有的女孩渴望拥有业余时间的理由仅是为了外出打工,好为家里减轻负担。在橄榄球队,大部分女孩家境贫困,靠助学贷款求学。常常训练结束,食堂的饭菜已经卖完了,她们宁肯吃冷饭、饿着,也绝不会花十块钱去买一份小炒。在这里大部分队员每月的生活费只有二百余元,最少的才一百五十块,“大运动量的训练,我真担心她们的营养是否跟得上。”教练卢晓辉心疼地说。

从成立之初,女子橄榄球队便面临着很多苦难,经费不足是其中之一。队员们平时训练用的衣服、鞋子都是自己的;鞋子很费,不得已,姑娘们只能买最便宜的。队员中跑得最快的刘艳,因为训练刻苦,跑动线路变化大,不到一个月就要换掉一双鞋,她笑着说:“真有点招架不住。”没有队医,卢晓辉身兼二职:比赛时既要考虑技战术,又要给队员们疗伤、按摩……

但这一切都不足以令她们却步,真正让人感到郁闷的是人们普遍对这项运动的不了解、不理解,姑娘们委屈地说:“就好像我们这群人根本不存在似的!”这次拿到亚洲杯冠军,本来是件高兴的事,可是她们回到家,亲朋好友却根本不知道这件事:谈起橄榄球,更是一头雾水,“橄榄球到底是什么样的?不是圆的也能叫球吗?”

在很多人眼里,橄榄球几乎就是粗野的代名词,女孩子从事这项运动更是不适宜。的确,橄榄球运动对抗性较强,然而在真正喜欢它、了解它的人看来,它的魅力也正在于此。

我国开展这项运动还是最近十几年的事,女子项目更是刚刚起步。国外的队员从小接触这项运动,她们球感好,技术佳,配合默契,经验也相当丰富,同她们相比,我们存在着先天不足的劣势。由于体形瘦小,我们的队员在撞击对抗上比较吃亏,但是我们也有自己的过人之处。中国女子橄榄球队的队员都是田径运动员出身,爆发力好、速度快,其中队员刘艳的个人百米速度只有在11秒左右,已经达到了国家级健将标准。
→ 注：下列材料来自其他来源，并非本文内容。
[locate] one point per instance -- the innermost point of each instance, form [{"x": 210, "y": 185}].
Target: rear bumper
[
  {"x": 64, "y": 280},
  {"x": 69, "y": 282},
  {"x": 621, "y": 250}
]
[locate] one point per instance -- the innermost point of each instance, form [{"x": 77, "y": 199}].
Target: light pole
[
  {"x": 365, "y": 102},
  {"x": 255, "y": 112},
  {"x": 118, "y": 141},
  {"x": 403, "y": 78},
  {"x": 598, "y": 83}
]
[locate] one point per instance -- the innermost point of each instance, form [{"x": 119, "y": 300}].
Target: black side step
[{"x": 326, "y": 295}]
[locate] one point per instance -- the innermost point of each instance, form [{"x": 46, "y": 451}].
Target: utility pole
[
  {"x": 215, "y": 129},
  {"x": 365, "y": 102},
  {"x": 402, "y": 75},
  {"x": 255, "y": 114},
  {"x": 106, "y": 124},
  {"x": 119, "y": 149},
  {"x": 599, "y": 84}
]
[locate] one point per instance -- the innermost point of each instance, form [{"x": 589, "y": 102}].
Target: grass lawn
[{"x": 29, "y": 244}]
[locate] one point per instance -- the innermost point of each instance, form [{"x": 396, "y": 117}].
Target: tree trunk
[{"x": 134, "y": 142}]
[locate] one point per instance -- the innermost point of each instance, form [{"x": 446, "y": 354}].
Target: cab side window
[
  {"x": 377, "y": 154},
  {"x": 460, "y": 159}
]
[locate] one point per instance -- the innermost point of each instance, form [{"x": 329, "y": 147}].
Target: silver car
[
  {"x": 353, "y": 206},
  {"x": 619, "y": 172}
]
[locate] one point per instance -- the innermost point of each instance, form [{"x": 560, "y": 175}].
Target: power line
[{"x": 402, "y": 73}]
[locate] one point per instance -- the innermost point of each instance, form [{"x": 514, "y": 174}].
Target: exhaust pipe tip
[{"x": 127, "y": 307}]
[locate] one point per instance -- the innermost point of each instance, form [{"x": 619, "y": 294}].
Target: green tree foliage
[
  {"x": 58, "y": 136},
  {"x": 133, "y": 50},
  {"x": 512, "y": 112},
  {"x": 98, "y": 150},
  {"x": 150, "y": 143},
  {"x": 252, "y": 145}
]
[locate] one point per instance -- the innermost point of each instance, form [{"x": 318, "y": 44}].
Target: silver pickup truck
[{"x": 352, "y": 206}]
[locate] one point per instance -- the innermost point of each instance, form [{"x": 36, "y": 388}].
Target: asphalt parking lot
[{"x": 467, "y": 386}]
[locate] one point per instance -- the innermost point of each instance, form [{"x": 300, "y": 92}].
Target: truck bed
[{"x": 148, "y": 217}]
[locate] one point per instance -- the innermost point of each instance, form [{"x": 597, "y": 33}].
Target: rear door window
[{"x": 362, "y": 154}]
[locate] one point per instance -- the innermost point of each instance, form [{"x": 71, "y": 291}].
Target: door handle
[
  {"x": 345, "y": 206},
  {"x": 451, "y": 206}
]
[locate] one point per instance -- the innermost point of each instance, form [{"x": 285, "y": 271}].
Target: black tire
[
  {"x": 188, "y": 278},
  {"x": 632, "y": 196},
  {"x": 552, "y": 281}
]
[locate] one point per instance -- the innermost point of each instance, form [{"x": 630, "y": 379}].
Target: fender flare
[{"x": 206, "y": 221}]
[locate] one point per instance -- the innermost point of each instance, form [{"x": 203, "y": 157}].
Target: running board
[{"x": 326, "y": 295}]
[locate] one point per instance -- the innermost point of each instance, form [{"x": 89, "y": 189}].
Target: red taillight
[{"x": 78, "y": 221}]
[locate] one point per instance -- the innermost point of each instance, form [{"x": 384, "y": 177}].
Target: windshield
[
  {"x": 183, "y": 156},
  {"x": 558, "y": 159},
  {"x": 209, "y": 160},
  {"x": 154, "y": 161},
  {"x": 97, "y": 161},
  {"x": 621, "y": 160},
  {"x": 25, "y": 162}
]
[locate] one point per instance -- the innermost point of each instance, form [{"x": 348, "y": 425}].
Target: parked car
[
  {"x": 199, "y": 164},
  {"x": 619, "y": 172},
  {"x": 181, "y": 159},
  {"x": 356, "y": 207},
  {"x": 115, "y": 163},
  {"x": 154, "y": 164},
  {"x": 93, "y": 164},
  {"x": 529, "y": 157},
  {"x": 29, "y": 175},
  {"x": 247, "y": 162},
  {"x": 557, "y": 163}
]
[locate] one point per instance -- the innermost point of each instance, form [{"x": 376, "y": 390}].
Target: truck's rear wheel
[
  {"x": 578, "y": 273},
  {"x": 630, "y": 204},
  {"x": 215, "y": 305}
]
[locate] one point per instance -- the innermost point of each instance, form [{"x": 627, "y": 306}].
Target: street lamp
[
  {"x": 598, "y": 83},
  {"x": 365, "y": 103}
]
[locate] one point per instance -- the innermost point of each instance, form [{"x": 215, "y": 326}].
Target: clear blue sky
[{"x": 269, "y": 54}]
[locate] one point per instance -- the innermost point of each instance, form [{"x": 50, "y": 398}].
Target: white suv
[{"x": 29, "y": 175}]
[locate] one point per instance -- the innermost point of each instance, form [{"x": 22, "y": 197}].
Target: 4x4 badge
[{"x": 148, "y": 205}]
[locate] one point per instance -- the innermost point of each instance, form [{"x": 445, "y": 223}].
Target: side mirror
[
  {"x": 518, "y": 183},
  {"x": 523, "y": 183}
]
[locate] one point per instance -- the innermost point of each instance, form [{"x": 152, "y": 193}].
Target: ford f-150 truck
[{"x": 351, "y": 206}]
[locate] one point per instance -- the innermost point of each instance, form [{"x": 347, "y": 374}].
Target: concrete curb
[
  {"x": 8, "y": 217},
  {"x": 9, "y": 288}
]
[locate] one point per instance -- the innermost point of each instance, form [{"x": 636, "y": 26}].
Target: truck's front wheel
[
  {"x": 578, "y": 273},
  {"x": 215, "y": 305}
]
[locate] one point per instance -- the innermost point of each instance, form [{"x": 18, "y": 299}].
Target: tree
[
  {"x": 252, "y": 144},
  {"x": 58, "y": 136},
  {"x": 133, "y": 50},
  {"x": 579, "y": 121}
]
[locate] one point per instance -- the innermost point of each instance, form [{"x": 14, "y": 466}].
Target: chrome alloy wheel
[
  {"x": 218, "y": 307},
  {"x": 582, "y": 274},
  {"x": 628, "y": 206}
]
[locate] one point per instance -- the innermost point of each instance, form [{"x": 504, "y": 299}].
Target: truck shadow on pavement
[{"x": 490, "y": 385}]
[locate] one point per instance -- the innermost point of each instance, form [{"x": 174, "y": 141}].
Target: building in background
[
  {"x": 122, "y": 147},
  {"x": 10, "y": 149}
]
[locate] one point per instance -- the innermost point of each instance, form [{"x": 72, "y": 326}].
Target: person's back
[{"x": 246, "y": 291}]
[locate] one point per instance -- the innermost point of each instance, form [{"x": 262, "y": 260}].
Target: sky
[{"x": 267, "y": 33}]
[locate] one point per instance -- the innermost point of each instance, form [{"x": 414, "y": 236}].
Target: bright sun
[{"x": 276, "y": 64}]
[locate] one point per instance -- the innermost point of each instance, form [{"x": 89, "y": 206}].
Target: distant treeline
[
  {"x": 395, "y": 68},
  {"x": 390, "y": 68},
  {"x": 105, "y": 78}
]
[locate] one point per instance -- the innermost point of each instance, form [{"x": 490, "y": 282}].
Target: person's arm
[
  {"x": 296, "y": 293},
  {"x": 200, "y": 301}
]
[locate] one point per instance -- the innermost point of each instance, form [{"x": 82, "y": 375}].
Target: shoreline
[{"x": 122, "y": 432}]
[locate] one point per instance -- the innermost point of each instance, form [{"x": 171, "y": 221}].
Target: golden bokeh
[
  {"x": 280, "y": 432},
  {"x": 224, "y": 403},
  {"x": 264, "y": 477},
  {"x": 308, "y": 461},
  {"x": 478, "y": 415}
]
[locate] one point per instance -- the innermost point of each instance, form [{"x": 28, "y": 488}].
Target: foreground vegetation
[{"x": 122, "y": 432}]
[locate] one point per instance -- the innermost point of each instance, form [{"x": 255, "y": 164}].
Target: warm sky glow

从一无所知到今天的洲际冠军,卢晓辉和他的队员们只用了短短两年的时间:要想走得更远,他们只能接受更艰苦的磨练。卢晓辉心中有这样一种愿望:用三到五年的时间把中国女子橄榄球队带进世界前列,同时他更希望“有一天,我们的队员能真正地享受橄榄球的乐趣。”